Berdasarkan rekapitulasi hasil perolehan suara Pemilu Legislatif 2019 di Kota Surabaya yang dilaksanakan KPU Surabaya sejak 30 April - 8 Mei, untuk perolehan suara caleg DPRD Jatim Dapil Jatim 1 (Surabaya) tertinggi Armudji dengan 136.308 suara, Aghata Retnosari (PDIP) 67.339 suara, Arif Hari Setiawan (PKS) 34.797 suara, Blegus Prijanggono (Golkar) 29.591 suara, Syamsul Arifin (PKB) 28.727 dan Hartoyo (Demokrat) 27.068 suara.
Menurut Armudji, Asosiasi DPRD Seluruh Indonesia (Adeksi) sudah lima kali mengajukan revisi UU 1/2015 ke Mahkamah Konstutisi (MK) tapi gagal terus. Ia menambahkan apabila UU Pilkada ini dipaksakan tanpa dilakukan revisi maka akan terjadi diskriminasi terhadap anggota dewan yang ingin maju menjadi kepala daerah.

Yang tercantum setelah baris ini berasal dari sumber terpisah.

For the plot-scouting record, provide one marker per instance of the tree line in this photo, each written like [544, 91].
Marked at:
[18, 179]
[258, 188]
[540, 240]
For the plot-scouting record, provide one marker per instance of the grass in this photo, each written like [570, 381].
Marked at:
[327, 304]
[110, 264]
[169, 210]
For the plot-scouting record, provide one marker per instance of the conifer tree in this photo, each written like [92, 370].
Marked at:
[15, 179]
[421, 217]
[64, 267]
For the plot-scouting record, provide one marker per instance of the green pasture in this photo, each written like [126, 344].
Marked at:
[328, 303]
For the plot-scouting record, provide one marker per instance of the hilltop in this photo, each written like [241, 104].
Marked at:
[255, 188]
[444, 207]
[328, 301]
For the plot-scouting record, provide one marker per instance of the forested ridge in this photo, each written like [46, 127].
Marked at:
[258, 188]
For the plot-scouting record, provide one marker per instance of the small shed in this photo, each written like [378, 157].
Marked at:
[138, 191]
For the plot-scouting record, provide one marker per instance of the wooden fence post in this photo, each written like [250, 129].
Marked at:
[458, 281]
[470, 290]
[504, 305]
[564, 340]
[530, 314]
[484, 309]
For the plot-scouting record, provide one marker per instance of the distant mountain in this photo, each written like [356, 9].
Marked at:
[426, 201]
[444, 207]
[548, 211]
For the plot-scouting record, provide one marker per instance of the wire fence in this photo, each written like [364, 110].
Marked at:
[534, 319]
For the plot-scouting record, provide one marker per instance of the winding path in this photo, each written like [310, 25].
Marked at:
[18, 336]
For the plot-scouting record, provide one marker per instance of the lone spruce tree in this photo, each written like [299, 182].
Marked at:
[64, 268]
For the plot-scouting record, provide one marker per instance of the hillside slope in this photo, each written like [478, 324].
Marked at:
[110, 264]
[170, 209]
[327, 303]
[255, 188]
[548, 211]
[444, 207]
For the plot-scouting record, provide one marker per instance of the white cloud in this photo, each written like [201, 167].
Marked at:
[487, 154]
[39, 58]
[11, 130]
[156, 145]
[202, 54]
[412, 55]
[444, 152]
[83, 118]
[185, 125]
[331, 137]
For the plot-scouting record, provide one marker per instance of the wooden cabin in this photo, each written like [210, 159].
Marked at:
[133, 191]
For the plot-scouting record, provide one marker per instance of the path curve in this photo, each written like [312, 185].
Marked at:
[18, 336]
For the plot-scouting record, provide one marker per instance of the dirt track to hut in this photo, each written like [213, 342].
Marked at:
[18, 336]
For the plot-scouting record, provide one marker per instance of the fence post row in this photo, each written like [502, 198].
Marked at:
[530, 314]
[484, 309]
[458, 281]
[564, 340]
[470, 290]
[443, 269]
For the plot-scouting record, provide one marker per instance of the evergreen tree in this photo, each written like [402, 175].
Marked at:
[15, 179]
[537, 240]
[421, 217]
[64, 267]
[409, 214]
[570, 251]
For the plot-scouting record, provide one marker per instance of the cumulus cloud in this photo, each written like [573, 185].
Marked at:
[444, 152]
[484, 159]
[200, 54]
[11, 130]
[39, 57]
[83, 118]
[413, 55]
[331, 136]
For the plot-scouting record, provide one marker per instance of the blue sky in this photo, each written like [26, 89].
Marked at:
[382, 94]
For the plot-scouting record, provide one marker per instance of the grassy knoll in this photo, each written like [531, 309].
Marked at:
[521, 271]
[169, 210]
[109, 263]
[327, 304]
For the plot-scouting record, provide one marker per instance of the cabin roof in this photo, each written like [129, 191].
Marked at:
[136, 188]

"Ini saya kira jauh dari rasa keadilan. Kalau mau mundur sebaiknya mundur semua, begitu juga kalau mau cuti semua cuti, jadi tidak ada dikotomi karena sama-sama pejabat negara," kata Armudji yang merupakan Ketua Adeksi ini.

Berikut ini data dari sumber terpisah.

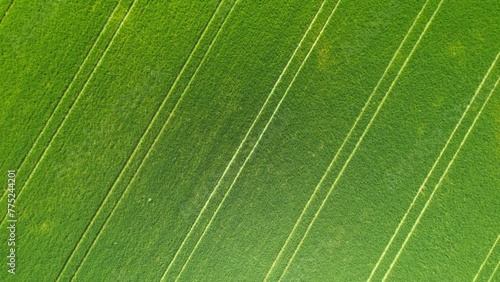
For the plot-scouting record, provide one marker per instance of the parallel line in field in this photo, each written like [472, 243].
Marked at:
[259, 138]
[240, 146]
[6, 11]
[359, 142]
[419, 192]
[494, 271]
[486, 259]
[393, 263]
[66, 91]
[162, 130]
[245, 138]
[341, 148]
[140, 142]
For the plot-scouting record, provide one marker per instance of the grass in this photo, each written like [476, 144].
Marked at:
[243, 141]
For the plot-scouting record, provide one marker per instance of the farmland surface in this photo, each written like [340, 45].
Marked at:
[238, 140]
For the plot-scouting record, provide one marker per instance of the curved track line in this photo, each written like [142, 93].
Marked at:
[334, 160]
[401, 222]
[258, 140]
[393, 263]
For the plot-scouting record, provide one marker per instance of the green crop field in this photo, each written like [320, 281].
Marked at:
[239, 140]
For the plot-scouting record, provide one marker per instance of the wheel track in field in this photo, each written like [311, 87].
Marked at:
[346, 139]
[323, 202]
[146, 156]
[401, 249]
[264, 130]
[430, 173]
[60, 102]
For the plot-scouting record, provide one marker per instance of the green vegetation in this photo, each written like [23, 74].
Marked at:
[241, 140]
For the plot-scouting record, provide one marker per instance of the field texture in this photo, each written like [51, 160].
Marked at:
[238, 140]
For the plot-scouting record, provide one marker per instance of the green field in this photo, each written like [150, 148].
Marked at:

Hasil Rapat Kerja Nasional (Rakernas) Asosiasi DPRD Seluruh Indonesia (Adeksi) di Mataram, Nusa Tenggara Barat (NTB) pada 25 dan 26 Februari 2019 menghasilkan sejumlah keputusan. Salah satunya revisi UU Undang-Undang Nomor 1 Tahun 2015 tentang Penetapan Pemerintah Pengganti UU Nomor 1 Tahun 2014 tentang Pemilihan Gubernur, Bupati dan Wali Kota menjadi Undang-Undang.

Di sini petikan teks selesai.